Luc Besson a tort. Contrairement à sa fameuse sortie de 2007 (« Un film c’est un objet gentil »), il arrive au cinéma de ne pas vouloir être bienveillant ; c’est même généralement le lot des œuvres captivantes. Dans Pour lui d’Andreas Dresen, une famille allemande fait face au cancer. Dès la première séquence, la tumeur au cerveau de Frank ne peut pas être opérée, il va mourir, dans quelques mois. Si La Guerre est déclarée de Valérie Donzelli et Jérémie Elkaïm, plébiscité feel good movie de 2011, prenait également cette maladie pour point de départ, Pour lui sera diagnostiqué feel bad movie à se ronger les sangs au chevet d’un mourant, à l’image de l’épouse de Frank, ravagée par les pleurs dans cette incroyable séquence originelle. A partir de là, Pour lui sera sec dans le ton comme dans l’humeur.

Ne pas baisser les yeux
Cette collection de vignettes ne propose ni pathos, ni atermoiements – juste la lente dégradation physique et mentale d’un père, en s’autorisant des pointes acérées d’humour noir. Sur le principe de la dissection d’une cellule familiale rongée par les métastases paternelles, l’œuvre pourrait s’apparenter au Mike Leigh de Bleak Moments (1971) ou Naked (1993). On pense pourtant plus à la parfaite honnêteté intellectuelle de l’Autrichien Ulrich Seidl, faisant la biopsie de la société humaine dans ses documentaires (Models, 1999, Jesus, you know, 2003) et fictions (Dog days, 2001, Import/export, 2006). Comme lui, Dresen ne flanche pas, ne baisse pas le regard, n’a jamais peur de l’inconfort. Le film bascule pourtant de l’intolérable à l’indispensable, n’exploitant jamais la souffrance, persistant à rester neutre dans son observation d’une tranche de vie, aussi funeste soit-elle.
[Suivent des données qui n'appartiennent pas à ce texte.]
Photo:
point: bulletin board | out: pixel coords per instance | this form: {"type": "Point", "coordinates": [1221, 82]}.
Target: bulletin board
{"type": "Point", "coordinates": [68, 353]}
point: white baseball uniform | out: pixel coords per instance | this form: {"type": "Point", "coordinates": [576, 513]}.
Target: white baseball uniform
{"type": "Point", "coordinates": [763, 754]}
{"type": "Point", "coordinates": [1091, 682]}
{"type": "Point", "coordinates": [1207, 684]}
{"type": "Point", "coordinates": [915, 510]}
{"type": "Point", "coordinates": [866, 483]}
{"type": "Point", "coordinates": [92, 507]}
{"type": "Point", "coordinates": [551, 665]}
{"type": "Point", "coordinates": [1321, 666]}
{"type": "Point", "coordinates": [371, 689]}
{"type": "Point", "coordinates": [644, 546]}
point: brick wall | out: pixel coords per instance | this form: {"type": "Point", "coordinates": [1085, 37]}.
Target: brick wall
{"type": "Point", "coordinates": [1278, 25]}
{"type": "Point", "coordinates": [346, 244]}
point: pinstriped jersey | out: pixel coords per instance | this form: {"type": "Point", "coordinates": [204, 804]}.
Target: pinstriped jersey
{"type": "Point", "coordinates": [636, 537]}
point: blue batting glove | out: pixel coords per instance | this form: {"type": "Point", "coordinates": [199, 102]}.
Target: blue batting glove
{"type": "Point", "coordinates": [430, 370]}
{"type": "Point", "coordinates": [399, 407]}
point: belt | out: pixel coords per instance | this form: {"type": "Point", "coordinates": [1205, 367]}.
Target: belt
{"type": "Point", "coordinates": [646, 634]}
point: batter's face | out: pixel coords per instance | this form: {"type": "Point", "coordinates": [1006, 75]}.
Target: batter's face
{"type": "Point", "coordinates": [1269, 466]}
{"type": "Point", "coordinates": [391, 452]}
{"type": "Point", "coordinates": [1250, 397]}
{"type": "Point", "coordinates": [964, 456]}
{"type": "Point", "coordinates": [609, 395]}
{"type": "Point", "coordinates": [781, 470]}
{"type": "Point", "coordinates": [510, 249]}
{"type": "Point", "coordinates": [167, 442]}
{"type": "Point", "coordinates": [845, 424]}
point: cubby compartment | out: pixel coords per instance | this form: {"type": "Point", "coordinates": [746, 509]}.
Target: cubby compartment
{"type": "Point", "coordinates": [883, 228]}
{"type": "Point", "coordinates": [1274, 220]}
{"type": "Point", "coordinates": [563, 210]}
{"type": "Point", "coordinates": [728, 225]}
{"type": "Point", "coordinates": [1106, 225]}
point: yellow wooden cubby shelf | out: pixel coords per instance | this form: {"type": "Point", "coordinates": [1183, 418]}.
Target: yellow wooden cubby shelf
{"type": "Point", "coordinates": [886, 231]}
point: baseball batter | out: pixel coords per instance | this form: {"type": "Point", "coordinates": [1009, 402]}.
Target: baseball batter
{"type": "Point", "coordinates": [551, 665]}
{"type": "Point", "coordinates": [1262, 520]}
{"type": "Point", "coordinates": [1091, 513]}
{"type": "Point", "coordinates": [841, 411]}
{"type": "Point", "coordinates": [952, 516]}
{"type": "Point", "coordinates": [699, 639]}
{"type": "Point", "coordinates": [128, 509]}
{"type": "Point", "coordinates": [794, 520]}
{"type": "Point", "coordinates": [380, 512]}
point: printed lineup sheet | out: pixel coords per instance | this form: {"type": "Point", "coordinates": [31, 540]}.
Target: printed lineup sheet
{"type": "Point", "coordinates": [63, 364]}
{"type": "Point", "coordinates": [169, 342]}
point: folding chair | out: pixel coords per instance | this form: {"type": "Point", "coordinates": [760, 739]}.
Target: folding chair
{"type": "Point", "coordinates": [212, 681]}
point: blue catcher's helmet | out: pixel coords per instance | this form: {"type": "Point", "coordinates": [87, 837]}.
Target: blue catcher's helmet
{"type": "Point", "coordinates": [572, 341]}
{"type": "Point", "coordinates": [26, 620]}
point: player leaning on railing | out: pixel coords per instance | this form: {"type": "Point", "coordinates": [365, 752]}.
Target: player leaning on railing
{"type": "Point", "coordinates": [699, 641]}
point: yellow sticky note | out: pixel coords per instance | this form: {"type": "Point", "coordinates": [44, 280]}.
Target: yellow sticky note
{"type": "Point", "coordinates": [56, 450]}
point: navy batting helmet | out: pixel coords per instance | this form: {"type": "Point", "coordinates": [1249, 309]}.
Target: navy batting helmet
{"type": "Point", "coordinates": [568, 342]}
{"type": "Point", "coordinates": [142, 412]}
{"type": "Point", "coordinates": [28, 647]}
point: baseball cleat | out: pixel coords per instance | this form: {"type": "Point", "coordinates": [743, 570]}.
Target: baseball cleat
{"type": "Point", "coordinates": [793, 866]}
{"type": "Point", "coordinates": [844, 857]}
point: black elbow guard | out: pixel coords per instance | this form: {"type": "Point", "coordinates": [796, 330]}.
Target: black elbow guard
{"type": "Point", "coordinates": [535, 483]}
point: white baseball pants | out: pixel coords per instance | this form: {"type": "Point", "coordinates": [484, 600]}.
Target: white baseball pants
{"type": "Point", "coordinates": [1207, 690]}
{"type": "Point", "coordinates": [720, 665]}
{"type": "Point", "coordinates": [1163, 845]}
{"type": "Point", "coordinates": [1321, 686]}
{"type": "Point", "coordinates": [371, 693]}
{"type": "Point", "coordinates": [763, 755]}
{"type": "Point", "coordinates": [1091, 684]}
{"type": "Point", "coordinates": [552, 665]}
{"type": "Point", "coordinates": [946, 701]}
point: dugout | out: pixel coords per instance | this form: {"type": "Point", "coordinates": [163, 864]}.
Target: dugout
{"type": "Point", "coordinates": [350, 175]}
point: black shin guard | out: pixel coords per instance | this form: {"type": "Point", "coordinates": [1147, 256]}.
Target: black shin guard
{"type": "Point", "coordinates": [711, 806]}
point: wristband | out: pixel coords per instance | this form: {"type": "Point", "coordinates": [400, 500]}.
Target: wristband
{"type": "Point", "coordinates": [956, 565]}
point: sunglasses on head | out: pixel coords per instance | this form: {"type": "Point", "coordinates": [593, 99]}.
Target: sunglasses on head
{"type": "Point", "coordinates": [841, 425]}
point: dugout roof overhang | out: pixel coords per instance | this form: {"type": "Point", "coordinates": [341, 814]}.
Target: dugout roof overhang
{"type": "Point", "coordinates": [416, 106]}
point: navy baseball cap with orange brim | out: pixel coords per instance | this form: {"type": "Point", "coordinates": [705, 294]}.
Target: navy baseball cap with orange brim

Impossible d’en vouloir à ceux qui quitteront Pour lui en cours de projection, refusant d’accompagner Frank dans son agonie. Dresen ne fait aucun chantage à l’émotion et zéro leçon de morale. Au contraire, son film, dur mais d’une irréprochable sobriété dans sa mise en scène, laisse le libre-arbitre au spectateur comme à ses personnages : il leur arrive de craquer, d’être égoïstes, de ne plus supporter ce que cette maladie leur fait subir. C’est dans ces instants-là que Pour lui est le plus difficile : en nous tendant un miroir où l’on ne peut que se refléter.


Pour lui d’Andreas Dresen, en salles.